The Scientific American proclaims, “Despite its surging popularity, the jury is still out on whether marijuana is truly the panacea its supporters claim it to be.”

The book Marijuana As Medicine? The Science Beyond the Controversy states, “The most heated arguments over medical marijuana do not concern its ability to alleviate patients’ symptoms, but rather its potential danger to individual uses and to society. Marijuana causes physical and psychological injury to individual users.” The book also goes into great lengths to present the potential social harms that could result from legalizing marijuana for medical uses.

Medical professionals on the Physicians Resource Council of Focus on the Family have drawn attention to many of the downsides of marijuana: diminished cognitive function (including concentration, memory, learning and judgment), impaired motor skills, and decrease in motivation, not to mention health problems that may result from the irritating and toxic mix of chemicals that are inhaled when pot is smoked.

Add to all this the fact that marijuana keeps bad company. Marijuana is often referred to as a “gateway drug.” Now of course that doesn’t mean that anyone who tries marijuana is fated to a life of drug use, but research shows that marijuana use in many young people leads to the abuse of alcohol or use of illicit drugs (or the abuse of legal prescription medications).

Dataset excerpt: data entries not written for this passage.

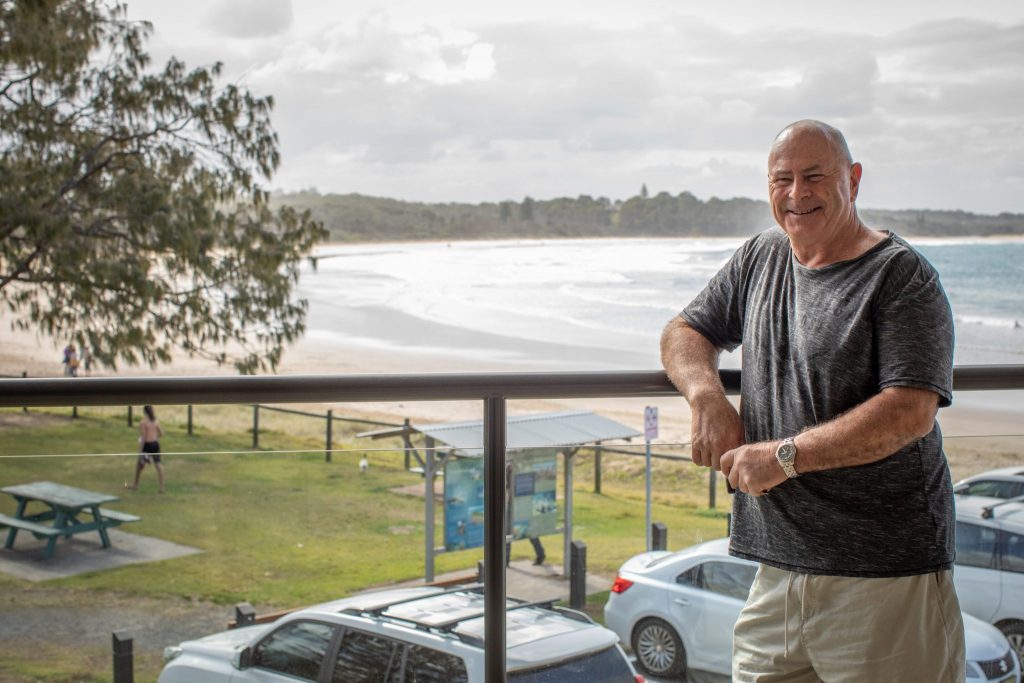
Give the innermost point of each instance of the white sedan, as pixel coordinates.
(677, 611)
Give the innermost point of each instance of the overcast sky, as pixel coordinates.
(470, 101)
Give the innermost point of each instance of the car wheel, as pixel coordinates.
(1014, 631)
(658, 648)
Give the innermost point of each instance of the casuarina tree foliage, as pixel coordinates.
(132, 219)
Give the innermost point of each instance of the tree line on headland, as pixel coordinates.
(361, 218)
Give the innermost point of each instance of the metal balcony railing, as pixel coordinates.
(494, 389)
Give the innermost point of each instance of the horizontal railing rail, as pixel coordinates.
(495, 389)
(355, 388)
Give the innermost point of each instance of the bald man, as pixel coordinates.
(843, 489)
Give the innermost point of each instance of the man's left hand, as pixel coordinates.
(753, 468)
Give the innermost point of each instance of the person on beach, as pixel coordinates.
(843, 491)
(150, 433)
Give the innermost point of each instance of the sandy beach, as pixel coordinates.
(982, 429)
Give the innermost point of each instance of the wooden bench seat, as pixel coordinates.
(29, 525)
(120, 517)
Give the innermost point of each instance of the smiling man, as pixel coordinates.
(844, 494)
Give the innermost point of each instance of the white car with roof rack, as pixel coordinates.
(989, 571)
(1004, 482)
(412, 635)
(677, 611)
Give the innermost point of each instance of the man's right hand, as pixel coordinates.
(715, 428)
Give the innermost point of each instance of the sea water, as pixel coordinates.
(597, 304)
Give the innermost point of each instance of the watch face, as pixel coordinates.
(786, 452)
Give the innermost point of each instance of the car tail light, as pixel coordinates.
(621, 585)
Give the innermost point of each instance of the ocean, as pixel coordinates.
(596, 304)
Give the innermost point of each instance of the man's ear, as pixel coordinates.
(855, 172)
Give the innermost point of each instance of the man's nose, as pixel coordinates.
(800, 188)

Bob Allen, news editor of Baptist News Global, writes, “According to Wake Forest Health, the medical use of medical marijuana has been studied for decades, but experts still don’t agree on how safe it is or how well it works. Some medical experts don’t recommend it, because it isn’t approved by the FDA and there are other drugs that don’t harm the lungs or impair a patient’s ability to do things like study or drive a car.”

So, the term “medical marijuana” is a paradox, an oxymoron. Medical marijuana is like “clearly confused,” “deafening silence,” “pretty ugly,” “jumbo shrimp,” “passive aggressive,” or “heavenly devil.” While many medicines have negative side affects, medical marijuana apparently has not been sufficiently researched to determine whether or not the benefits come anywhere close to outweighing the negative consequences.

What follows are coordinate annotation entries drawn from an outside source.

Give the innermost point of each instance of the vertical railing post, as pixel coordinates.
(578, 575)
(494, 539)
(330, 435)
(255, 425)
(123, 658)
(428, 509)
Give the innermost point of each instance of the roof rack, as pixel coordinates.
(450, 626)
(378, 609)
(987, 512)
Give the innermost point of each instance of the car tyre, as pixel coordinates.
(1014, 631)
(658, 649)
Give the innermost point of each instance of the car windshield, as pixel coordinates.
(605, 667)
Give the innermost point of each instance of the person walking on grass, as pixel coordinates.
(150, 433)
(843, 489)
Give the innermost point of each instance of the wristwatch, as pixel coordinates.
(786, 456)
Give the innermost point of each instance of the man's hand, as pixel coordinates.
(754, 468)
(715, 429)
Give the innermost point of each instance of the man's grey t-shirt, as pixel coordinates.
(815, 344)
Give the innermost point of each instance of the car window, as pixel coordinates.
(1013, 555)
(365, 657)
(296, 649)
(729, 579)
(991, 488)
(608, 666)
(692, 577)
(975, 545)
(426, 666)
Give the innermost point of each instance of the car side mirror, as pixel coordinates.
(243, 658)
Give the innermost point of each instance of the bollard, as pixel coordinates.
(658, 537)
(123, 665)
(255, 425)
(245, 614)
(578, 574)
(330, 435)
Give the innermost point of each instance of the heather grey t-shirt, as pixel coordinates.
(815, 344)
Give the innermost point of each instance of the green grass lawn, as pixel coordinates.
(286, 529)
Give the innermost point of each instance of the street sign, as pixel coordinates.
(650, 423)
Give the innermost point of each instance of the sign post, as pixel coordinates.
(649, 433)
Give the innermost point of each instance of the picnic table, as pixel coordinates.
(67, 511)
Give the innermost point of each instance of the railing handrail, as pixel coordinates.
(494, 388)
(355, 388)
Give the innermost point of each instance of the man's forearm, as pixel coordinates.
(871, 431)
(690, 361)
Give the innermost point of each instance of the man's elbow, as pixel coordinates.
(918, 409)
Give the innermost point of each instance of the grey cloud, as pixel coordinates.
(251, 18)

It should also be noted that the growing of marijuana puts our agricultural department in an untenable position, because of their responsibility to do seed testing and enforce laws concerning approved fertilizers to commercial crops; and since marijuana is illegal, there is no federally approved fertilizer for this crop.

Neither should it be lost on anyone that growing and selling marijuana is a lucrative business. The Huffington Post has reported “In the last year, the rise of the cannabis industry went from an interesting cocktail conversation to being taken seriously as the fastest growing industry in America.”

The Houston Chronicle has predicted the federal legalization of marijuana within the next five years and that one of the driving forces behind that prophecy is the fact that marijuana is a cash crop. The Chronicle explained, “A fair median estimate of the annual revenue generated by marijuana sales in the U.S. is about $40 billion.”

For the Christian this marijuana issue goes much deeper than the questionable value of the drug as a medicine, the agricultural ramifications and the greed of those who will surely profit from its production and sale. The deeper issue is that we as Christians are suppose to know that God expects better from us.

The Bible says that our bodies are the temples of the Holy Spirit (I Cor. 6:19). And in Romans 12 we read, “And do not be conformed to this world, but be ye transformed by the renewing of your mind, so that you may prove what is good, acceptable and perfect will of God.” It is extremely unlikely that the further legalizing of marijuana would be good, acceptable, and perfect.

Duke also stated, “While many states are falling for the lie of marijuana’s harmlessness, the church does not have to be taken in. The Bible’s call to personal purity and sobriety has not changed. We must remain faithful to its call and not be deceived by the culture’s call to personal indulgence.”